Der Kläger beantragt die Scheidung der Ehe gemäß § 55 EheG. Die häusliche Gemeinschaft der Streitteile sei seit mehr als drei Jahren aufgelöst, die Ehe unheilbar zerrüttet. Die Beklagte sei krankhaft eifersüchtig und habe immer wieder unerträgliche Streitigkeiten verursacht. Der Kläger sei deshalb schon vor der endgültigen Auflösung der häuslichen Gemeinschaft wiederholt zu Verwandten und Bekannten gezogen. Die Beklagte sei weder in wirtschaftlicher Hinsicht, noch aus gesundheitlichen Gründen auf ihn angewiesen.
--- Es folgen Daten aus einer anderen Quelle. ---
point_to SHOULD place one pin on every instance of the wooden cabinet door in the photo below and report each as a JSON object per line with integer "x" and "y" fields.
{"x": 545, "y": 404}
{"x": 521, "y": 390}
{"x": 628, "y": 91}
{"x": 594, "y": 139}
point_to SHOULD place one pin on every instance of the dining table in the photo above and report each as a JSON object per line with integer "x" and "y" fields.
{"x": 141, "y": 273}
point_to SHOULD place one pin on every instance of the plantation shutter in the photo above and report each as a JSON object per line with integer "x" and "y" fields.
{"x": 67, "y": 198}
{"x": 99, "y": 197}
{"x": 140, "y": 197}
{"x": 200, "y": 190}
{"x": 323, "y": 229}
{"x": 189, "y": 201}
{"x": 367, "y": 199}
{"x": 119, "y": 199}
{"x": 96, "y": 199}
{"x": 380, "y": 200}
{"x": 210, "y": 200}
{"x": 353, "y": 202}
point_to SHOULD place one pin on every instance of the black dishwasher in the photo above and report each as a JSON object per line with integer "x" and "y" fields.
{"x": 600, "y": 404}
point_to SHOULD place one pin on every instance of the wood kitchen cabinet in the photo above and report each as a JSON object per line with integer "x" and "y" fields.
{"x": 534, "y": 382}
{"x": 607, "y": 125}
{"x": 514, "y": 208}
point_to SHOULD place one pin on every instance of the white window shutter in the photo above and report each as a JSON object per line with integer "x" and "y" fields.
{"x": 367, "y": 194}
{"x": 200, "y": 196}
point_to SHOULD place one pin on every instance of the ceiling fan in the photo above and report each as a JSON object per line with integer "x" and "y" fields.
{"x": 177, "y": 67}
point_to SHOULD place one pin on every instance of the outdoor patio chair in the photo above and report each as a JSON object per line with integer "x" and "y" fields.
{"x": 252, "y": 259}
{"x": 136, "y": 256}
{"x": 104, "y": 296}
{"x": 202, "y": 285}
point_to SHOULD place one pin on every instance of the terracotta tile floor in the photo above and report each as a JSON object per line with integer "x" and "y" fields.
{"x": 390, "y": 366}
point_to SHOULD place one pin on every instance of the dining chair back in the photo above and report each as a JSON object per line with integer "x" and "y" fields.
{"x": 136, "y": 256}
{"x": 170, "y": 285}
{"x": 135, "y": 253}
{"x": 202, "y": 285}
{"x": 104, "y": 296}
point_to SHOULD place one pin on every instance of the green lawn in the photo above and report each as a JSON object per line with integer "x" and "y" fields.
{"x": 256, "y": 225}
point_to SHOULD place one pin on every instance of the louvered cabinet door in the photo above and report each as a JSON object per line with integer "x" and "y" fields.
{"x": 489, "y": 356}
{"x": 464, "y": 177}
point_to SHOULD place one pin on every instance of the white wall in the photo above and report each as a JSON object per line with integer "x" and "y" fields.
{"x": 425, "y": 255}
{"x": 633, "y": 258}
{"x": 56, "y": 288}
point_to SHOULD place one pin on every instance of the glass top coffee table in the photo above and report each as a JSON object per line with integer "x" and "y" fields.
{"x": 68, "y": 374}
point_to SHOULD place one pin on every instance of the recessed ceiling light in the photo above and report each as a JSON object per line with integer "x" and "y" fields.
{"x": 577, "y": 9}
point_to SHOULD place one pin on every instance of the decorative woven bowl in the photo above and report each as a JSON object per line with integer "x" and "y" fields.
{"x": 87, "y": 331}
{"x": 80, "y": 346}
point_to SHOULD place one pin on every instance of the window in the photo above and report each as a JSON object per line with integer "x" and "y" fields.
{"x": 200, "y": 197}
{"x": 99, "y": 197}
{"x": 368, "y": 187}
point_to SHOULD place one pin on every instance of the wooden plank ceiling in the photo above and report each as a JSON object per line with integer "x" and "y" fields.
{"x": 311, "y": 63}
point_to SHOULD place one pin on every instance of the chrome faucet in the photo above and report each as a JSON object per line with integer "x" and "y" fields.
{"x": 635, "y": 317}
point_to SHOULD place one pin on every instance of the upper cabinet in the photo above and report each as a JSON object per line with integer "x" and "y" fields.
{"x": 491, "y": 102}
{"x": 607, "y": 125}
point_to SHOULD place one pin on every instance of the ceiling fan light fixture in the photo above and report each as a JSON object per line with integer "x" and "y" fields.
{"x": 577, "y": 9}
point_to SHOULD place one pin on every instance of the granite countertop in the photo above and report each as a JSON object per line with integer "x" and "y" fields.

Die Beklagte beantragt die Abweisung der Klage, für den Fall der Scheidung der Ehe den Ausspruch, daß der Kläger die Zerrüttung der Ehe allein oder zumindest überwiegend verschuldet habe. Der Kläger, der sie schon zuvor wiederholt verlassen habe, habe am 4. April 1985 die häusliche Gemeinschaft nur aufgelöst, um ehewidrige Beziehungen zu Maria F*** aufzunehmen. Er habe die Beklagte im Zuge einer Auseinandersetzung mißhandelt und schwer verletzt. Die Scheidung träfe die Beklagte schon mit Rücksicht auf ihr Alter und die Dauer der Ehe härter als den Kläger die Abweisung des Scheidungsbegehrens. Ohne Zahlungen des Klägers könne die Beklagte ihren Unterhalt nicht bestreiten; aus gesundheitlichen Gründen sei sie nicht in der Lage, ihr Haus und ihren Garten allein zu betreuen.

Das Erstgericht schied die Ehe; den Antrag der Beklagten, auszusprechen, daß der Kläger die Zerrüttung allein oder überwiegend verschuldet habe, wies es ab.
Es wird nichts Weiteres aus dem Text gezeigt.